Pictured above left to right, myself (Sam Schryver), Mayor Derek Kawakami, Seth Womble.

Is your work intuitive? Or do you approach your works with a plan in your mind of what you're wanting to create?

It is mostly intuitive. I will definitely know the vibe I want to convey, the energy it should have, but visually it’s not mapped out. What I start out with in the beginning typically is not what you see in the end. I will get a rhythm going in the first few layers and start to understand the piece… then the meaning or message of it starts to show itself and usually unfolds pretty effortlessly from there. 

Do you believe your current style was created while you were a graffiti artist or it came to you after leaving that world?

That part of me is in my work, but it’s an evolution of style from that time and post. Certain aspects of graffiti and its nature, and the mediums I was accustomed to using, show up in my work now. It’s just like a developing personality, everything from the past takes its part in what you see today. So, graffiti shows up for sure, my graphic eye shows up, the influence of my surroundings shows up too. It’s just a blend of it all. 

Has it been a smooth transition from walls to canvases? Or did it take some manipulation of your practice?

It was smooth for sure, I mean I honestly never really thought much about it, even when I was doing graffiti I also did work on canvases.

In lieu of a signature, you have chosen to incorporate your left thumbprint on the corner of each of your canvases. Where did this idea come from?

I didn’t like that when I’d look at my finished work, my eye would be going to the signature, or that it would seem out of place. So, I thought, what better a signature than my left thumbprint (I’m left-handed).

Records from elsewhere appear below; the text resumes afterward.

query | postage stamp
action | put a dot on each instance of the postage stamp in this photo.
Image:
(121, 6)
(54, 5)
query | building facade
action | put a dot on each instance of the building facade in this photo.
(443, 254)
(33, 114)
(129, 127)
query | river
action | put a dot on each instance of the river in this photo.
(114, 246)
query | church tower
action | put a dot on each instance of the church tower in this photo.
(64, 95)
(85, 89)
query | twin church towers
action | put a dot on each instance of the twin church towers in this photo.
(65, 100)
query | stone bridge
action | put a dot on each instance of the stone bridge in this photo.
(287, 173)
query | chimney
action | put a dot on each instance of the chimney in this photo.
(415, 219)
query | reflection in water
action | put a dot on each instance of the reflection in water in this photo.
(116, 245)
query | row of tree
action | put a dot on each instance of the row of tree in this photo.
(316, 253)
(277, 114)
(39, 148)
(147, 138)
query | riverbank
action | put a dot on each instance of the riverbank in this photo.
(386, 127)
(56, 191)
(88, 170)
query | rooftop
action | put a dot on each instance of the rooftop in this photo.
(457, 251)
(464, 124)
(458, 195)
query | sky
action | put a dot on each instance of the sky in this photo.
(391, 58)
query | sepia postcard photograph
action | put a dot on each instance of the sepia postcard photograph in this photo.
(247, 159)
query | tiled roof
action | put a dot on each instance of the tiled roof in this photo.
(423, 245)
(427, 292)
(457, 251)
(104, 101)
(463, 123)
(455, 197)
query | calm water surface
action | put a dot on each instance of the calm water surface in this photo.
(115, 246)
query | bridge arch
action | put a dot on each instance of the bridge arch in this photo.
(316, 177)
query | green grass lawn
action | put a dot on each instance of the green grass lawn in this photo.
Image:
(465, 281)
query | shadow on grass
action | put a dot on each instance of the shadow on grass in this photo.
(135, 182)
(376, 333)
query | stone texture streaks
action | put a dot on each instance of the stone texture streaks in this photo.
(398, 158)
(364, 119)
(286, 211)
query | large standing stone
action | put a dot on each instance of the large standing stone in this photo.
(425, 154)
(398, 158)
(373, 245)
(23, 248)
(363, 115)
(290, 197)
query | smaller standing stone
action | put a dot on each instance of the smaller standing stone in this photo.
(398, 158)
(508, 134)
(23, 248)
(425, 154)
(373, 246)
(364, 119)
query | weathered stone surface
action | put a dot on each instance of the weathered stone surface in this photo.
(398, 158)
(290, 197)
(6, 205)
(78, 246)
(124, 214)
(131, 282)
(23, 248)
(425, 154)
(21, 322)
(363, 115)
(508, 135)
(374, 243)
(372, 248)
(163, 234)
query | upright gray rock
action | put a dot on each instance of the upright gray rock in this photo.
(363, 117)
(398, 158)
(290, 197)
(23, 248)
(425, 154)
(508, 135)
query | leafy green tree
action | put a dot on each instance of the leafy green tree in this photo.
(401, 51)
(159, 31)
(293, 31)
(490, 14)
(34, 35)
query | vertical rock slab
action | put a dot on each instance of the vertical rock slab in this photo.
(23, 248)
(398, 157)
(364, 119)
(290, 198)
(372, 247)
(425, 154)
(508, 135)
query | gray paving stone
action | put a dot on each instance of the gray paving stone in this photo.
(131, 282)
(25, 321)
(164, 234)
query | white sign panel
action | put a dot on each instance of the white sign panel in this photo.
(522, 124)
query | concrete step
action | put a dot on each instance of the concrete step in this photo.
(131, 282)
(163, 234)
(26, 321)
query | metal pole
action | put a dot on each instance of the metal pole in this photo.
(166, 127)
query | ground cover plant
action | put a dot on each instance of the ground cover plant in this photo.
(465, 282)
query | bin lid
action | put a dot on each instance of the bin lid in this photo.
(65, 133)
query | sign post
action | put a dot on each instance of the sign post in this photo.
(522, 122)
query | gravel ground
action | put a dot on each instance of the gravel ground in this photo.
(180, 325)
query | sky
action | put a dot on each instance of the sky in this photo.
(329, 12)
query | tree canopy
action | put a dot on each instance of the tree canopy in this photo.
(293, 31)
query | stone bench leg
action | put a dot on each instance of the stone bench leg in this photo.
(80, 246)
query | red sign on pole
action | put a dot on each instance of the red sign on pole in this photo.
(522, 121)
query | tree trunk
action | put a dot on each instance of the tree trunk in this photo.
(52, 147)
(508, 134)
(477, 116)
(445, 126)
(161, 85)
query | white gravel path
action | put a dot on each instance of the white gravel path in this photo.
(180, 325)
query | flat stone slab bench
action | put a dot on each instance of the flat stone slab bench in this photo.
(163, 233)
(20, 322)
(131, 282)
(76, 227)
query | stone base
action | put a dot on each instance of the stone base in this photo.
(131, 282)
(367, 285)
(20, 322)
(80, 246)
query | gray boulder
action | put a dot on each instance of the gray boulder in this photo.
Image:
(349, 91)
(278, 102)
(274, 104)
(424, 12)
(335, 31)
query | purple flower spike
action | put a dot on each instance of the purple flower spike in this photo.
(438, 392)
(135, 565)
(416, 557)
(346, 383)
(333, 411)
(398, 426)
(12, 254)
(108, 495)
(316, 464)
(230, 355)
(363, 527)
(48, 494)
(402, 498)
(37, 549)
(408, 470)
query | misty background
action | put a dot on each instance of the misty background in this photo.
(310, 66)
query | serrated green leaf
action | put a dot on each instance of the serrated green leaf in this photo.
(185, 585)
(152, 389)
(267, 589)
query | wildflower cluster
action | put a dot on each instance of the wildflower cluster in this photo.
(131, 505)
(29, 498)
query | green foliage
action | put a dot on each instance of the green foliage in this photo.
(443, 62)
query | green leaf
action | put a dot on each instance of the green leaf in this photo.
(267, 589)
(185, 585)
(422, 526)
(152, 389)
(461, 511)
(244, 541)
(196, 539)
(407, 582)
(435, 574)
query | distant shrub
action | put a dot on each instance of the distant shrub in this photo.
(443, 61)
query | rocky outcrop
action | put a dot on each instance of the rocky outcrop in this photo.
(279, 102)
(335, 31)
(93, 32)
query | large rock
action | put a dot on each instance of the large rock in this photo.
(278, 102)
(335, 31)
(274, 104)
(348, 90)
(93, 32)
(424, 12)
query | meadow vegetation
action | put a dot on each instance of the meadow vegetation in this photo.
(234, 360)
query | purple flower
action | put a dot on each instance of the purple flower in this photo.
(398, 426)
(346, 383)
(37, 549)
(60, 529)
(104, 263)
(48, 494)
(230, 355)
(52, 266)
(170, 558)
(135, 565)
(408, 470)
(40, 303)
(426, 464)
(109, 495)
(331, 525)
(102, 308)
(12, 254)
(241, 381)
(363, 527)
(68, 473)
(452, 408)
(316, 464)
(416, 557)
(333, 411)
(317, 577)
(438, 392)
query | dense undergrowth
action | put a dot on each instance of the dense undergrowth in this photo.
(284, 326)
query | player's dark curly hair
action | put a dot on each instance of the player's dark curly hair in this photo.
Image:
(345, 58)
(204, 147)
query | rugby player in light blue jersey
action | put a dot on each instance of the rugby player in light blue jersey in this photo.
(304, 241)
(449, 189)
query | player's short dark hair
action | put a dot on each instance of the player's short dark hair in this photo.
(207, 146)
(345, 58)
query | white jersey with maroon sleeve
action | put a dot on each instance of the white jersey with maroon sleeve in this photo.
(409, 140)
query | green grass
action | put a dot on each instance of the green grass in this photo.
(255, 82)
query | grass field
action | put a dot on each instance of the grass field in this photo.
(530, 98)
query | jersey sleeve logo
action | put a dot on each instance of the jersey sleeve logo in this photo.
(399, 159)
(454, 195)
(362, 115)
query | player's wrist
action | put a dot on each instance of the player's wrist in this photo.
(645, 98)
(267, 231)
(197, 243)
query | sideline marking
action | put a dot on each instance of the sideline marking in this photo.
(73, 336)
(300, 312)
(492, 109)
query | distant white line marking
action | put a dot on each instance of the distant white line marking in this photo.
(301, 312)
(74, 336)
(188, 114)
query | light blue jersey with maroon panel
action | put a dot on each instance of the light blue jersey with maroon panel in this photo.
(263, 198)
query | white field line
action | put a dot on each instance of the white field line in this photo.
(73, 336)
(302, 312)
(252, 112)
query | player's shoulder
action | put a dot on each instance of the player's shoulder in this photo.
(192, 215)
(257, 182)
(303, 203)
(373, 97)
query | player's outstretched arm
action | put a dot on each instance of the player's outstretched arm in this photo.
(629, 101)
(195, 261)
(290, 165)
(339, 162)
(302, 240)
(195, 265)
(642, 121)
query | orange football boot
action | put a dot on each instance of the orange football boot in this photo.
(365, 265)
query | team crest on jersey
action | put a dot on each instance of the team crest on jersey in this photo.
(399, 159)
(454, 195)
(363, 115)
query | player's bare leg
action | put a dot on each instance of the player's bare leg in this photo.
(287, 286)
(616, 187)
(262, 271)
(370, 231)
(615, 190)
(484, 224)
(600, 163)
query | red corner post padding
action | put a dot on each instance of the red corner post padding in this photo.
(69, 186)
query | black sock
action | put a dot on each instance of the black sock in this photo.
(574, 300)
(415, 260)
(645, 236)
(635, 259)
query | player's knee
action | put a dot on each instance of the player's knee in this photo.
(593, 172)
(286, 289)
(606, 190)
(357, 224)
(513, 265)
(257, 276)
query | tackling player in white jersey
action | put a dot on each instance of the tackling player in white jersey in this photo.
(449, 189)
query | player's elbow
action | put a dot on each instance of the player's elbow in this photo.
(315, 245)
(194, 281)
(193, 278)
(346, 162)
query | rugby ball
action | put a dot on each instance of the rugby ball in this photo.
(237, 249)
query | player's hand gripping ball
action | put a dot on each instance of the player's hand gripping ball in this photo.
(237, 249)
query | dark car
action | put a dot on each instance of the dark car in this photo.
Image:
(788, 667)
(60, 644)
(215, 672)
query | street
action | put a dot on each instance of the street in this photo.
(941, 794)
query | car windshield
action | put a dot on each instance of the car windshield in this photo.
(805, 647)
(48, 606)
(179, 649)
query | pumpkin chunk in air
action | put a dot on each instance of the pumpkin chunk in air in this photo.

It’s subtle, a piece of me, and nearly impossible to forge.

I once had a professor who said that "painting the sides of your canvases, took your painting from 2D to 3D objects", is this something that crossed your mind when choosing to consider such detail on the sides and backs of your artworks?

Yea for sure, I feel that whatever can be seen on the piece, especially the sides, should be done with as much intention as the rest of the piece. I can’t leave the sides unfinished or looking sub-par, it will drive me nuts! And yea I like doing some work on the back too, just quick and raw. I think it's rad for someone to be able to flip a piece over and see something that’s typically hidden. It’s kinda like getting to see the side of someone that most people don’t, it’s unique for only those who are close. 

Is there anything else creative that you do outside of painting or what does a normal day look like for you? Are you into the studio every day? 

For creative, I’ve been getting into video editing lately as a new medium, and I’m pretty excited about that. I surf and swim a lot too— exercising, spending time in nature and in the water is really important to me. I spend a lot of time in the studio, I work out of my friend's space, Kapache1, so we are both in there together pretty often. We-vibe together well and push each other to do things differently, we talk a lot of shit too haha but in good fun, just to pump each other up.  

Pictured above left to right Kapache1 and SAMVE7 in the studio.

What is next for SAMVE7?

Like I said before I started using video as a medium, so I’m aiming to bridge motion and sound into my work. I also just closed my collection of work from 2019-2020, and now going into my new collection “20E7 - Power Season”. This collection is going to be much more raw and aggressive, I want to explore ideas that I’ve had that I felt wasn’t fitting with my previous body of work. I’m setting aside some techniques and finishes that I’ve worked with a lot, and going after an unfiltered, less refined aesthetic. It’s liberating to explore new concepts and drop certain ideas of what it meant for my work to feel “finished”.  

Thank you again Sam for taking the time to chat with me and tell the A WAY community a bit more about your practice.